During its debut weekend, “The Little Things” scored an estimated $4.8 million from 2,171 locations throughout North America, according to Entertainment Weekly. Although the total earnings would represent a dismal showing in normal times, it’s actually a relatively impressive showing in the age of the coronavirus, which has forced many theaters to either close or operate at a limited capacity.
It also flies in the face of conventional wisdom that indicates audiences wouldn’t go see a movie in theaters if they can stream at home for a fee that’s lower than a ticket price in some parts of the country. Despite HBO Max adding the film to its roster of 2021 films that will release simultaneously in theaters and on streaming, one release location hasn’t really hurt the other.
This image released by Warner Bros. Pictures shows Denzel Washington and Jared Leto in a scene from “The Little Things.”
(Warner Bros. Pictures via AP)
According to Variety, WarnerMedia announced that the film also shot to No. 1 on the HBO Max streaming platform, making it popular both at home and in theaters alike.
“We are absolutely thrilled by how Warner Bros.’ ‘The Little Things’ is performing on HBO Max — it immediately shot up to number one, where it currently remains,” HBO Max executive VP and general manager Andy Forssell told the outlet. “Following the breakthrough success of ‘Wonder Woman 1984,’ ‘The Little Things’ shows the insatiable appetite our audience has for high quality, feature films.”

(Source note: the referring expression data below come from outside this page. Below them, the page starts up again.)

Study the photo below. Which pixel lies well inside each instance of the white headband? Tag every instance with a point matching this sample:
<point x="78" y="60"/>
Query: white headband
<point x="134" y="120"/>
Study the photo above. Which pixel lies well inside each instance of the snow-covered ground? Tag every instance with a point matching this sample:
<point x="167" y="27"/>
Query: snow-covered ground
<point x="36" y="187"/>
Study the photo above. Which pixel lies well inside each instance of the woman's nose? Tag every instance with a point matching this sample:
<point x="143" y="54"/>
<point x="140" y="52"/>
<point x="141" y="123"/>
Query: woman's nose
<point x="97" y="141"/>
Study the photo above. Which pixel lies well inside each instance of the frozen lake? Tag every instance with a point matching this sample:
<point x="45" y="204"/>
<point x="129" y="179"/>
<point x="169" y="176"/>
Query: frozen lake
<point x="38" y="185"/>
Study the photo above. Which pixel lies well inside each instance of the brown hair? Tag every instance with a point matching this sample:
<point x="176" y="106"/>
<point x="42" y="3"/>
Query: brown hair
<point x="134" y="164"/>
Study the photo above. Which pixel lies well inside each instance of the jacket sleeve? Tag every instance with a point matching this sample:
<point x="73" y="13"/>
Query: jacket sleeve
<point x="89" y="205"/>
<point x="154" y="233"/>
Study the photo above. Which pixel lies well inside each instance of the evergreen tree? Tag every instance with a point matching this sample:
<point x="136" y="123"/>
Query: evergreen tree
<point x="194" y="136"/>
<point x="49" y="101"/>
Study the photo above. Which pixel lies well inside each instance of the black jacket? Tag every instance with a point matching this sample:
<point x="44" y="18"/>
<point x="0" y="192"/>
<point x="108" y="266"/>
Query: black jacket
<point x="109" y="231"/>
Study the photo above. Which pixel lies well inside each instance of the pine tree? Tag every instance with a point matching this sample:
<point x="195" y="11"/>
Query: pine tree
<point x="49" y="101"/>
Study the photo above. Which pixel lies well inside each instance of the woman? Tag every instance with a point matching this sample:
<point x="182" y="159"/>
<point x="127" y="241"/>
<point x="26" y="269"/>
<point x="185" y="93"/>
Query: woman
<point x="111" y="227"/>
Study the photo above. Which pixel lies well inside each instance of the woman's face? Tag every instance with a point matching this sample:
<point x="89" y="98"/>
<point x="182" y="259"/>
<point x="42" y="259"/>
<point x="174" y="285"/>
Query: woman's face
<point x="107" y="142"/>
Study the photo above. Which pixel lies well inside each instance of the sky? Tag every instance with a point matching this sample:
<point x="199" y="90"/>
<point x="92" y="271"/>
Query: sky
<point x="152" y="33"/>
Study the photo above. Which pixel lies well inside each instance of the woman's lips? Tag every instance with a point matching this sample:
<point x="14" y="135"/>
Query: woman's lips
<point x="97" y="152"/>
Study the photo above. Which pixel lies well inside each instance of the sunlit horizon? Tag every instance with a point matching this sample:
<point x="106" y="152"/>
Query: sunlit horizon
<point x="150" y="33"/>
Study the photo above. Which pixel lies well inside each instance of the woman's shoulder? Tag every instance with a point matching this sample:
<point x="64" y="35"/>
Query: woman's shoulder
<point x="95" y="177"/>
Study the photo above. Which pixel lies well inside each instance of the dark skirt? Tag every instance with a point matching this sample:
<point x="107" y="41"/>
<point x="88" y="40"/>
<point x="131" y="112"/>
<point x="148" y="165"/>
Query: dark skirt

It’s unclear what the success of “The Little Things” and the similar success of “Wonder Woman: 1984” will have on the box office longterm. While Warner’s strategy is clearly topping both streaming and theatrical charts, that data also comes at a time when the movie industry is desperate for new titles as other reliable box office studios shift the release dates of major motion pictures like “No Time to Die” to later dates. So, “The Little Things” dropped with relatively little competition.
As a result, it’s unclear how Warner Bros. content will fare when competitors are in the movie theaters and audiences know its movies are waiting for them at home.